Whoever drove columnist Errol Louis of the New York Daily News over to Crank Street and left him there should double-back immediately and pick the dude up. He's taking root, and needs a lift back to the land of equilibrium.
Louis, an erudite voice at the News and a frequent cable talking head who generally leans to the left, took a gratuitous shot at one of the city's important voices in progressive policy and it's got me steamed.
Here's the background: Andrea Batista Schlesinger, executive director of the Drum Major Institute for Public Policy, a wonderful New York-based think tank whose middle name is "feisty" and whose DNA is progressive, is taking a leave of absence to serve as a policy guru in the reelection campaign of Mayor Michael Bloomberg.
Now, before you go on, know this: Andrea's a good friend of mine, and I serve on the DMI board. So sprinkle your grains of salt, uh, liberally on the rest of this post if you're of a mind.
In today's News, columnist Louis decided to imagine some motivation on Andrea's part - some reason that would make her push progressive policy in Bloomberg's campaign - see if you can pick it up:
Don't expect that to happen this year. Schlesinger, now within sniffing distance of the Bloomberg bonus pool, told the Daily News her new job will be creating "ideas and rationale for a bold and progressive third term for the mayor."
That may happen. Or Schlesinger could end up being humored until the election is over, after which an administration that scorned and ignored DMI policy suggestions for years simply will go back to business as usual.
Okay, I made that easy. Errol Louis thinks Andrea's in it for the Bloomberg fortune. He also labors under two other misconceptions: that DMI was essentially Freddy Ferrer's policy shop during his last campaign and that Andrea is too dense to realize she's simply being used as a liberal token by the Bloomberg campaign.
On the first: of course Freddy Ferrer (also a friend, and in my view, somebody who saw of a lot of our current troubles coming) was strongly in favor of the middle class policy orientation of DMI - it was Freddy who first rejuvenated DMI around those very issues a few years earlier. But DMI did not (and I was there) either actively support Ferrer nor oppose Bloomberg. Indeed, for a think tank, our record is remarkably transparent - we generally blog the whole thing.

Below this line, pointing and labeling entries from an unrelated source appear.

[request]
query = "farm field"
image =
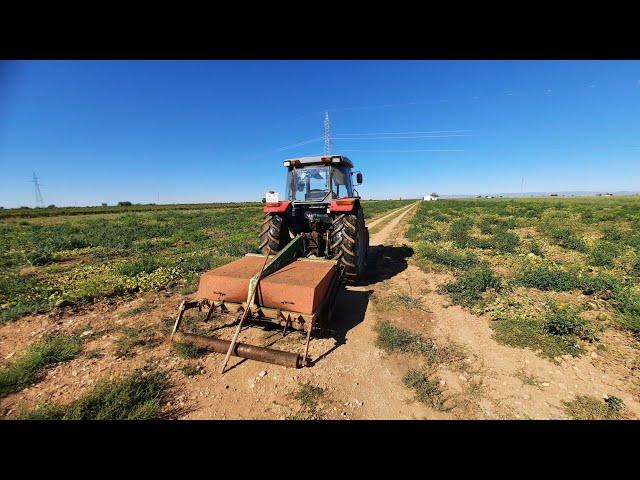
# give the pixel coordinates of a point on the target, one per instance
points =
(55, 260)
(558, 277)
(510, 308)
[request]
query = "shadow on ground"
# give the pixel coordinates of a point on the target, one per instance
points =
(348, 311)
(385, 262)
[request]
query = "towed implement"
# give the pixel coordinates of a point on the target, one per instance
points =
(311, 243)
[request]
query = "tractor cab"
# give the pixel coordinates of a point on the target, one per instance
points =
(323, 207)
(320, 179)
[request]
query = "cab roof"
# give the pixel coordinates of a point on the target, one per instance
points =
(318, 160)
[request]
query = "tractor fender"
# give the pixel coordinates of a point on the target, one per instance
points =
(279, 207)
(344, 205)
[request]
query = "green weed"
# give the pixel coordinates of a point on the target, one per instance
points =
(139, 395)
(27, 368)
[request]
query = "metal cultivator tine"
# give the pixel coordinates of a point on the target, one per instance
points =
(184, 306)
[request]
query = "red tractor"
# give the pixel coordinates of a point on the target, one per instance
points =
(322, 206)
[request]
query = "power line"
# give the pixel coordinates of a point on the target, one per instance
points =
(327, 134)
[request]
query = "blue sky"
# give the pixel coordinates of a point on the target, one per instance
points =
(205, 131)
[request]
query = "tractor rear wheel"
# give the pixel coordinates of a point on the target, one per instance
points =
(274, 234)
(349, 244)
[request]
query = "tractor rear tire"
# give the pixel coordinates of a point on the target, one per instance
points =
(349, 244)
(274, 234)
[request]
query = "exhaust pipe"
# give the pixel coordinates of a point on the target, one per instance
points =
(252, 352)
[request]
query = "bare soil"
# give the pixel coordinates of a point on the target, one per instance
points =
(482, 378)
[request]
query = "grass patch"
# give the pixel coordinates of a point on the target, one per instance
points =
(468, 289)
(138, 395)
(405, 301)
(427, 389)
(189, 350)
(566, 321)
(190, 370)
(395, 339)
(448, 258)
(548, 277)
(137, 310)
(586, 407)
(309, 397)
(531, 333)
(27, 368)
(603, 254)
(565, 237)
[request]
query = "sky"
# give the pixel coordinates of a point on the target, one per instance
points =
(210, 131)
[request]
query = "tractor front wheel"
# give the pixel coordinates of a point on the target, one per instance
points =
(274, 234)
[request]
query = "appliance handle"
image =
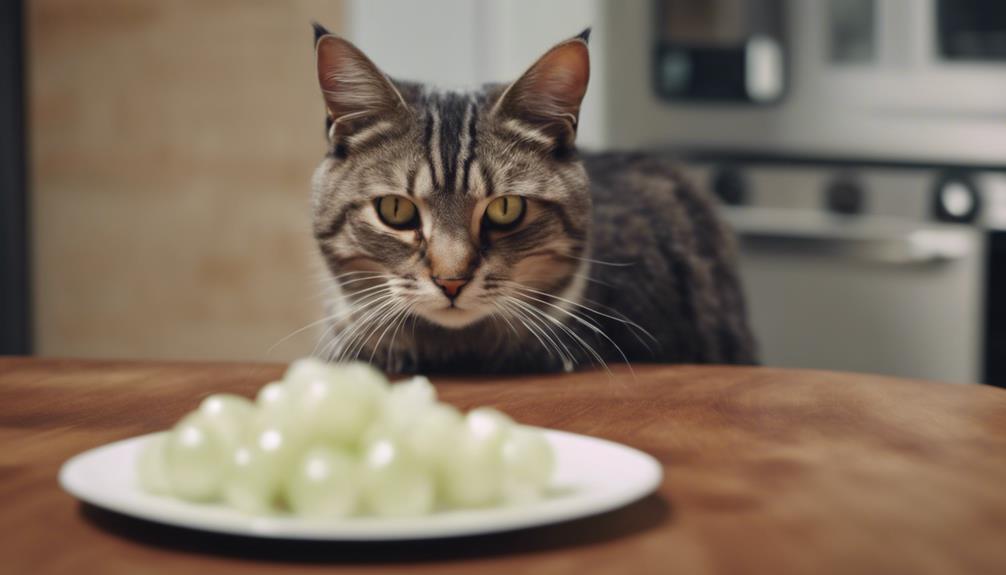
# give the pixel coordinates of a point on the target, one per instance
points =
(912, 247)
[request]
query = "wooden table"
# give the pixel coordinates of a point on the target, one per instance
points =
(768, 470)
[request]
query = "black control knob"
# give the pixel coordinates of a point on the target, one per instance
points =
(956, 198)
(729, 185)
(846, 195)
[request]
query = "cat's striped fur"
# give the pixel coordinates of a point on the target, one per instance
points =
(617, 258)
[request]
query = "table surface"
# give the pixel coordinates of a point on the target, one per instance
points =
(766, 470)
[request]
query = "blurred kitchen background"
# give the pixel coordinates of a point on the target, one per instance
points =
(156, 159)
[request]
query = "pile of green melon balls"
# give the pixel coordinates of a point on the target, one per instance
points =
(335, 440)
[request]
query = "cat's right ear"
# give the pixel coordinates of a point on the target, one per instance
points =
(356, 91)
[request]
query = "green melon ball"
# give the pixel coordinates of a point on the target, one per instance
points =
(195, 459)
(528, 464)
(395, 485)
(228, 416)
(324, 484)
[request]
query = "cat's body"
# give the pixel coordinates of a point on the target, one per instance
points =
(597, 258)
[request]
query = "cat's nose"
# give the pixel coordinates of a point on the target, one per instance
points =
(451, 285)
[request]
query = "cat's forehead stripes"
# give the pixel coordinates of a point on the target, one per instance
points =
(450, 138)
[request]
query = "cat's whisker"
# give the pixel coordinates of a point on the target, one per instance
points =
(621, 319)
(394, 334)
(342, 339)
(521, 318)
(389, 320)
(330, 319)
(591, 326)
(599, 261)
(580, 341)
(557, 341)
(365, 326)
(545, 331)
(503, 316)
(570, 358)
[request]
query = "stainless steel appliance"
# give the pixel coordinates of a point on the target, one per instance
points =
(859, 148)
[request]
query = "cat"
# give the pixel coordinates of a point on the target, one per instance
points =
(465, 232)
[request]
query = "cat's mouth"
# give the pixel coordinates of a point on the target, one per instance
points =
(453, 316)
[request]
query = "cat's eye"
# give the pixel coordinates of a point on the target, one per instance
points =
(506, 211)
(397, 212)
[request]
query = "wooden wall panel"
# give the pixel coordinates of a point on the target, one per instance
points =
(172, 145)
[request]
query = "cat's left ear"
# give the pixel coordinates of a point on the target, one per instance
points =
(543, 105)
(355, 90)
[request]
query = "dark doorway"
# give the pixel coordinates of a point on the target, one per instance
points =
(15, 338)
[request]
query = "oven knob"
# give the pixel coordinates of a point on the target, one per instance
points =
(846, 196)
(956, 199)
(729, 185)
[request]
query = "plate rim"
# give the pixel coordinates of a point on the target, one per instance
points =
(266, 528)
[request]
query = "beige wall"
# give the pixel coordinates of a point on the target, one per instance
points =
(172, 145)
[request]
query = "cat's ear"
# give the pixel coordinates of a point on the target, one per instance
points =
(355, 89)
(543, 104)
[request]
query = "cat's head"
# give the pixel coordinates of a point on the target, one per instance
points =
(444, 205)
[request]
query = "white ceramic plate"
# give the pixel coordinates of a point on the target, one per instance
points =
(593, 475)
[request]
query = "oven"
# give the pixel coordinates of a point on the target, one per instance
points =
(858, 148)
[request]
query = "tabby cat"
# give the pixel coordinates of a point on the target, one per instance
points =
(466, 232)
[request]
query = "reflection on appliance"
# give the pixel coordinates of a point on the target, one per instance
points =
(868, 193)
(853, 267)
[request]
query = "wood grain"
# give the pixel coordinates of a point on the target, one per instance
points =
(767, 471)
(172, 147)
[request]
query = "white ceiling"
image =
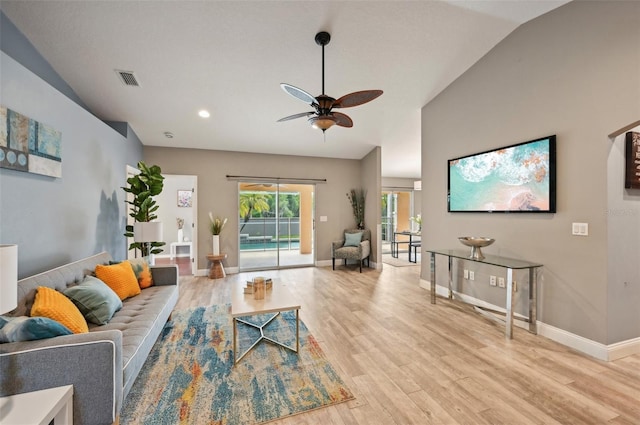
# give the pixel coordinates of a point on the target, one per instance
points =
(229, 57)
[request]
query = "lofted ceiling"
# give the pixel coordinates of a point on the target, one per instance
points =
(229, 57)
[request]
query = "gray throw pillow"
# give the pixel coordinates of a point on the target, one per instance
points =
(24, 328)
(352, 239)
(95, 300)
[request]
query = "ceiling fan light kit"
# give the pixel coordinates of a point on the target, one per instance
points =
(324, 117)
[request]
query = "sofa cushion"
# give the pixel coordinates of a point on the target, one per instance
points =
(54, 305)
(95, 300)
(141, 321)
(24, 328)
(352, 239)
(120, 277)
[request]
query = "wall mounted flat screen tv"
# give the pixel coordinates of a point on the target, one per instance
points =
(519, 178)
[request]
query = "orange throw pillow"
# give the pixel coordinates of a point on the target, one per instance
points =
(54, 305)
(119, 277)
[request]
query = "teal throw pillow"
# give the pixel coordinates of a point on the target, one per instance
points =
(95, 300)
(352, 239)
(24, 328)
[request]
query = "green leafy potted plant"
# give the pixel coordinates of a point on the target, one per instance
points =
(144, 186)
(216, 225)
(357, 199)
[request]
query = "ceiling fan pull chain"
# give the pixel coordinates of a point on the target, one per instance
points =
(323, 69)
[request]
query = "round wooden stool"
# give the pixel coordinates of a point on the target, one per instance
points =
(217, 269)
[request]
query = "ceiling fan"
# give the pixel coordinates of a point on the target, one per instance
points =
(324, 116)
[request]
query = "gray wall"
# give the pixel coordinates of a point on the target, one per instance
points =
(623, 217)
(219, 195)
(574, 72)
(55, 221)
(16, 45)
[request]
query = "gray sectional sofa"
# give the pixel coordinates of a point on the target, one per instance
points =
(102, 364)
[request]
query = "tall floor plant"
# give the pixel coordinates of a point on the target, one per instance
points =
(144, 186)
(357, 198)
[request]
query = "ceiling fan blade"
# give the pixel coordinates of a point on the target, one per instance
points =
(293, 117)
(299, 94)
(356, 98)
(342, 120)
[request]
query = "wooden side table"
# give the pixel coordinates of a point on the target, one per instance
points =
(217, 269)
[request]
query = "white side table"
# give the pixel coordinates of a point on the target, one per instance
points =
(39, 407)
(174, 245)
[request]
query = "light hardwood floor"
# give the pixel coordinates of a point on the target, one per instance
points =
(410, 362)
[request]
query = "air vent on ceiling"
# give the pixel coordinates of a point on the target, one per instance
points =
(128, 78)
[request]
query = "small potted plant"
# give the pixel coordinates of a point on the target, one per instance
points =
(180, 223)
(418, 220)
(215, 226)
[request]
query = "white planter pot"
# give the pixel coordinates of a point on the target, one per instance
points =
(216, 244)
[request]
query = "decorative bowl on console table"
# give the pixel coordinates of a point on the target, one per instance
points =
(476, 243)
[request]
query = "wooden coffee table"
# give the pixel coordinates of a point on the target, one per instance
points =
(276, 300)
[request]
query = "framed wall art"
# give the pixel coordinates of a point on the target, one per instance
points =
(185, 199)
(632, 161)
(29, 145)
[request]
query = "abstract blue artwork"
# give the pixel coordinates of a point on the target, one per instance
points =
(28, 145)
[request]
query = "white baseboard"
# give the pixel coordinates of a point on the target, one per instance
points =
(622, 349)
(227, 270)
(584, 345)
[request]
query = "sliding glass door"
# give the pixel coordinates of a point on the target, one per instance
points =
(276, 225)
(397, 207)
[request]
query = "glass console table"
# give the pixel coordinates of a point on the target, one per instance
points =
(510, 264)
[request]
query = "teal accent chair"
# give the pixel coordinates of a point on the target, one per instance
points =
(356, 253)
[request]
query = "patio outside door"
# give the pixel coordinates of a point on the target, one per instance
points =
(396, 215)
(276, 225)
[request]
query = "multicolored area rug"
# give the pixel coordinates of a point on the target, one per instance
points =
(189, 376)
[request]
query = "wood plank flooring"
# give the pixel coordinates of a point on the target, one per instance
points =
(410, 362)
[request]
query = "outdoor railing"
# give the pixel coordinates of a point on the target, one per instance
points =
(269, 233)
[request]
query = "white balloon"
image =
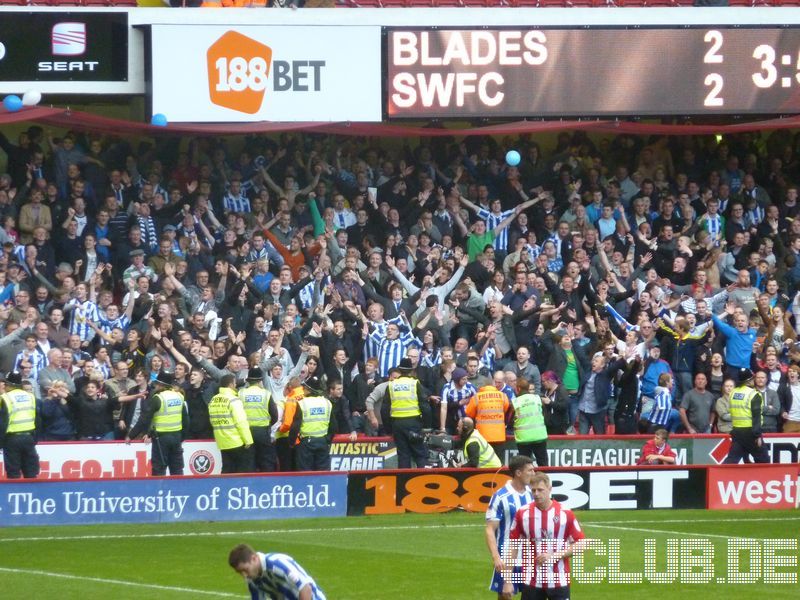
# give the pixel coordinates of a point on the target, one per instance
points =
(31, 98)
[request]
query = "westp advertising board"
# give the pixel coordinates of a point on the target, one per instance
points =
(173, 500)
(64, 47)
(398, 492)
(266, 73)
(743, 487)
(114, 460)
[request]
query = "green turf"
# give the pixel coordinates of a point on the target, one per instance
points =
(388, 557)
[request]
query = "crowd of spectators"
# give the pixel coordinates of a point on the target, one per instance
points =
(609, 274)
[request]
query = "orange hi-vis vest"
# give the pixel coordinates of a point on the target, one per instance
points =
(488, 407)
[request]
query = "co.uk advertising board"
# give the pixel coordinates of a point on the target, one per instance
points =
(266, 73)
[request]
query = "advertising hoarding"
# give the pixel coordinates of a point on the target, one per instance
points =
(266, 73)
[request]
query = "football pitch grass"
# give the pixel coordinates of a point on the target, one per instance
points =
(427, 557)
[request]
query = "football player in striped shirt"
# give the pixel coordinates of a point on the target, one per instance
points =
(551, 533)
(275, 576)
(504, 504)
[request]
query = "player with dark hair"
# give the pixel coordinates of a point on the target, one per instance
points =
(273, 575)
(504, 504)
(552, 533)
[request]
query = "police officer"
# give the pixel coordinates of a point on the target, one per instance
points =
(261, 414)
(313, 426)
(477, 451)
(18, 424)
(745, 410)
(530, 431)
(408, 407)
(488, 408)
(165, 417)
(231, 429)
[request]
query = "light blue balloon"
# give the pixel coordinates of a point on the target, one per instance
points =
(12, 103)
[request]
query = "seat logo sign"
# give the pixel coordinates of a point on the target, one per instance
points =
(68, 39)
(239, 70)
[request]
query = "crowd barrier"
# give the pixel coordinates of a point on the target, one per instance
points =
(111, 460)
(285, 496)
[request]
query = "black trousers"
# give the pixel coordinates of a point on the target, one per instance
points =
(744, 445)
(264, 457)
(537, 450)
(167, 453)
(531, 593)
(408, 439)
(237, 460)
(285, 454)
(20, 456)
(313, 454)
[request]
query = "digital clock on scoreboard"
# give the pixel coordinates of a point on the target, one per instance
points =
(519, 72)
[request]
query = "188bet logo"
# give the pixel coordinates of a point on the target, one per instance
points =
(241, 70)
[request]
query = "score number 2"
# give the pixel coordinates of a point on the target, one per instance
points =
(714, 80)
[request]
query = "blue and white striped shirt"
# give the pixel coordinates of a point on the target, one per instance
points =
(430, 358)
(238, 203)
(122, 322)
(659, 415)
(454, 396)
(492, 221)
(36, 360)
(81, 313)
(372, 344)
(502, 507)
(282, 578)
(487, 359)
(391, 352)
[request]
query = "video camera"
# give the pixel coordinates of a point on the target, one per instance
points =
(443, 449)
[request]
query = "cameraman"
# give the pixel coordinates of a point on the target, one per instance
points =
(477, 451)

Secondly, Andrea Batista Schlesinger is nobody's fool. In my personal experience, she can't be humored - at least not without significant risk to both body and psyche.
It amazes me that someone of Louis's caliber who toss such gratuitous mud, holding Andrea's to a higher moral bar than the campaign pros who have signed on to the Bloomberg campaign. Imagining sinister motivations of public figures is a columnist's lowest tactic.
Now, I'm not suggesting there isn't legitimate news here. Aiming for a third term after disposing with voter-enacted term limits, Mayor Bloomberg has angered a New Yorker or two. Most Democrats dislike, at some level, his former Republican registration and association with the 2004 GOP national convention. Others strongly favor one of the two leading Democratic challengers, William Thompson and Anthony Weiner. And I'm not immune to the idea that billionaires in the current economic climate make for convenient targets - nor, frankly, to the notion that we cede too much power and influence on our public commons to those who are successful at business.
But Andrea's choice to work on policy for the Bloomberg camp is not about money: hers or his. It's about her commitment to activist government and progressive policy in the lives of the millions of New Yorkers who don't own multiple homes or fly on private jets. She - and the DMI board - made a conscious and mature decision that a third Bloomberg term was likely, that the candidate was receptive to change, and that this was the time to push the kind of progressive policy on education, transportation, healthcare and other issues from the inside.
Differ with us on that choice, if you'd like. That's fair. But please leave wrong-headed, imagined, cheap-shot personal motivations out of it.